9.05.2009

Não Matarás

Querida Ângela Lipério,

Imagine que mesmo depois de cinco doses de gim com tônica, duas de vodka puríssima e alguns copos de cerveja, eu ainda posso escrever. A noite aqui terminou do melhor/ quero dizer, ainda há tempo para alguma coisa, e o Jack acabou de me ligar dizendo que passava aqui dentro de uma hora aproximadamente. Quero dizer, não há melhor opção aqui em Lisboa, o Jade é mesmo um lugar que/ Como se diz? Must. A música ali é sempre a melhor. Nada de comercial, e dá para dançar. Claro, precisei de pelo menos duas doses de gim, porque/ o gim foi considerado há que tempos a fonte de todos os males. Mas quem disse que o bem vale a pena?
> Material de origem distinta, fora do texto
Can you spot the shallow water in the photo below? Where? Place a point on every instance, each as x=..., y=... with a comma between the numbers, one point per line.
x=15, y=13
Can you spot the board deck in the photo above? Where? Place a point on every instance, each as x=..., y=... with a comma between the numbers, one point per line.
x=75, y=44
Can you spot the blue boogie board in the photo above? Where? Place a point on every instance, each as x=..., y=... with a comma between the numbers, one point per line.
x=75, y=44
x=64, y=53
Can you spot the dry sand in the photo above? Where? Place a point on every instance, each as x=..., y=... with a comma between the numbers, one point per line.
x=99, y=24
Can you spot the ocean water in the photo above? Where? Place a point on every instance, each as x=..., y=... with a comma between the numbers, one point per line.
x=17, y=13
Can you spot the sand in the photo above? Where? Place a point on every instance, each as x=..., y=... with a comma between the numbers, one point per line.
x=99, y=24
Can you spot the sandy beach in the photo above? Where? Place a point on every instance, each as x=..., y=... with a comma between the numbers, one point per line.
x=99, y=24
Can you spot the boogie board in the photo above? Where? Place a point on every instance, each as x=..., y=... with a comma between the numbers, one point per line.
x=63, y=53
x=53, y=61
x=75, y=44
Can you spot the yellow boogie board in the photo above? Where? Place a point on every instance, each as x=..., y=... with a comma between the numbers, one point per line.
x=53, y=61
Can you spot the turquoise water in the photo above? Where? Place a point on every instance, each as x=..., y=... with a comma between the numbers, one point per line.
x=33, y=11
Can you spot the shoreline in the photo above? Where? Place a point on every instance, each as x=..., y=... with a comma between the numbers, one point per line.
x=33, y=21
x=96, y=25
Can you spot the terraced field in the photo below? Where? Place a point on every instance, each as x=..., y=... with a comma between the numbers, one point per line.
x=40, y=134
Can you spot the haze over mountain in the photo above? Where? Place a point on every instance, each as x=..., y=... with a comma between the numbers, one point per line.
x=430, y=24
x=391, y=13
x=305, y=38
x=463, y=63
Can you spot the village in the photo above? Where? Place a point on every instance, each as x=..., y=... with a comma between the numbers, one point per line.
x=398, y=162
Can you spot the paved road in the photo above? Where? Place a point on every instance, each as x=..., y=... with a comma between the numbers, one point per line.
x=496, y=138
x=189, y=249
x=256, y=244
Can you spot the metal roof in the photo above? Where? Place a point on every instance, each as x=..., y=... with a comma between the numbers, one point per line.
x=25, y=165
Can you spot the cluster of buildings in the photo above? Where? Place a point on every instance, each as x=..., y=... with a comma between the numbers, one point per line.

O que vale a pena é dançar, e depois o gim se desfaz, e fica uma alegria esfumarada. Como a alegria de ver a Felippa, oblíqua, dançando sem olhar para ninguém. Acho que se eu tivesse de escolher/ Acho que eu/ Quando o Jack foi ter lá com a amiga, eu fiquei mesmo querendo me aproximar e dizer qualquer coisa. Mas a Felippa é tão estranha... E tem aquela música dos Blurs, não sei se conhece os Blurs. Eu particularmente adoro cada uma das músicas/ Só lançaram até agora um disco, mas são absolutamente fantásticos. E sempre no Jade tocam aquela música específica.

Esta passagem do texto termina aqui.